More fun stuff below the fold…
The anonymous (and busy!) Fox editor also liked to label people (and NPR) ‘Liberal’ and deflate Keith Olbermann’s MSNBC ratings, among other subtle moves, such as striking the word “some” from “Some conservatives feel that Olbermann’s reporting carries a liberal bias.” Still letting their audience decide?
Also someone from the Israel Policy Forum anonymously added a City Pages link to U.S. Sen. Norm Coleman’s page, about his political history.
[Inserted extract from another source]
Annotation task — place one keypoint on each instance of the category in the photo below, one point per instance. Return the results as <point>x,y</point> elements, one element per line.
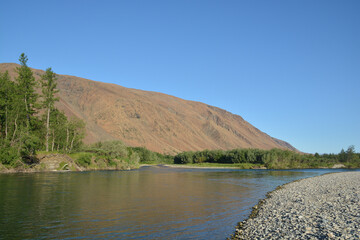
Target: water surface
<point>150,203</point>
The whole thing is really amusing: everyone got caught with their hands in the cookie jar. Everyone at Wired.com is voting for their favorite shady hacks. Diebold scrubbed all the negative material about their horrible, hackable voting machines; someone in the GOP spoiled the ending to a Harry Potter book; MySpace (another Rupert Murdoch property) removed material about how their service has censorship and spyware issues. Someone in the DC Justice Department said Wikipedia’s entry on President Bush “IS TAINTED BY POLITICAL BIAS THAT HAS NO PLACE IN WIKIPEDIA;” A NY Times employee said President Bush was a “jerk jerk jerk jerk“; Disney suppressed the “digital rights management” criticism of Cory Doctorow, adding instead, “In general, consumers knowingly enter into the arrangement where they are granted limited use of the content,” I.E. the cutoff of fair use rights. Sony also took out DRM material. ExxonMobil whitewashed the Exxon Valdez; ChevronTexaco deleted Biodiesel; someone at FEMA vandalized a Joe Lieberman opponent; the Scientologists deleted stuff about Xenu, their mythical galactic warlord; Walmart removed “Wages at Wal-Mart are about 20% less than at other retail stores”, replacing that with “The average wage at Wal-Mart is almost double the federal minimum wage.” The venerable Wall Street house Brown Brothers Harriman deleted all the material about how they helped finance Nazi Germany while President Bush’s grandfather, Prescott Bush, worked there. Someone at the National Security Agency “Removed ECHELON link, irrelevant to article,” as they explained in the log, and added “National Softball Association” to the ‘NSA’ disambiguation page. And naturally, on the Baath Party entry someone at the Republican Party changed the frame of American action from “occupying” to “liberating.”
It’s a really excellent view into how so many in the establishment get annoyed by Wikipedia and manipulate it. Everyone who thinks they can count on Wikipedia for accurate material should keep in mind that major corporate PR firms and intelligence agencies have just been caught spinning and erasing data en masse. Liberals, conservatives, and conspiracy theorists in the alternative media all feel vindicated after previously accusing Wikipedia of bias and suppression.